Wolfgang Jeltsch wrote:
Since laziness often allows you to solve problems so elegantly, I'm really scared of the idea of a "Strict Haskell"! :-( Is laziness really so "unreal" that real-world programmers have to see it as an enemy which they have to fight against?

Non-strictness gives you some useful guarantees about program behavior, but strictness also gives you useful guarantees. Strict datatypes are inductively defined (at least in SML), which means that you can prove useful properties of functions defined inductively over them. Consider length :: [a] -> Int. In SML you can prove that this terminates and returns an Int for any list. In Haskell, you can't prove anything about this function. It might return an Int after unboundedly many reductions, or it might diverge, or it might throw any exception whatsoever.
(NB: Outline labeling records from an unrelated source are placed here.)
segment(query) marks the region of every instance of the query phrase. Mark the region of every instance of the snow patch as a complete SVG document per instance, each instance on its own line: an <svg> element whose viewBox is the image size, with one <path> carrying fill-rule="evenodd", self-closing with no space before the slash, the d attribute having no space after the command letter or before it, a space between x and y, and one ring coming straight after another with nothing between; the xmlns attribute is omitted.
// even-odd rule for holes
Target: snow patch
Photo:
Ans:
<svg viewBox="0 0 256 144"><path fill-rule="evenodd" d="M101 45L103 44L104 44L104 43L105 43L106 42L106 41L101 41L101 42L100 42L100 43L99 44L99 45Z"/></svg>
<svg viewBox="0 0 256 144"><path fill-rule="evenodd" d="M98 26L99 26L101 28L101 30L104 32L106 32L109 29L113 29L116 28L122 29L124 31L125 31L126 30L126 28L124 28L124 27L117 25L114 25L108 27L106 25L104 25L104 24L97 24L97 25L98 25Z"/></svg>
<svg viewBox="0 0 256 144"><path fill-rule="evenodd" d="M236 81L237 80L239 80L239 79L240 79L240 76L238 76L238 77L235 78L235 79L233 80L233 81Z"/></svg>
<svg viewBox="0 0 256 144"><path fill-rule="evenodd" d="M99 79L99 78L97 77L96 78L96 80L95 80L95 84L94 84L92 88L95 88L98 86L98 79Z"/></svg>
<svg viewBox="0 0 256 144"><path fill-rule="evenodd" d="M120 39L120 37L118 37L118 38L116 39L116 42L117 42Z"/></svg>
In my experience exceptions are less useful in Haskell than in other languages for this reason. The dynamic execution stack that's used for exception handling isn't apparent from the static structure of the code. Exception specifications in the style of Java or C++ simply couldn't be made to work in Haskell.
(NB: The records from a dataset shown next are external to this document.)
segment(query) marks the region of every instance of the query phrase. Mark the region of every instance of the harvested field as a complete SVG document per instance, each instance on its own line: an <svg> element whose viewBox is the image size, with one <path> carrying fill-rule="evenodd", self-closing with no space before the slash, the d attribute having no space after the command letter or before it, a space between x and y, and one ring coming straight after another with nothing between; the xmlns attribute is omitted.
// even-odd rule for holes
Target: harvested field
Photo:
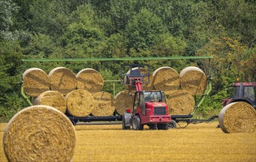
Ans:
<svg viewBox="0 0 256 162"><path fill-rule="evenodd" d="M185 129L123 130L77 125L75 161L256 161L256 133L224 133L211 124ZM1 138L5 124L1 124ZM1 145L1 142L0 143ZM0 148L0 161L7 161Z"/></svg>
All of the above applies only to non-strict data, though. I don't know of any theoretical disadvantages of non-strict let/where binding, just the usual practical problems (constant factors in the time complexity and tricky space complexity).

Personally I'd like to see Haskell become "the world's finest strict language" just as it's already "the world's finest imperative language". I think I know how to mix strictness and nonstrictness at the implementation level [1], but I don't know how best to expose it in Haskell.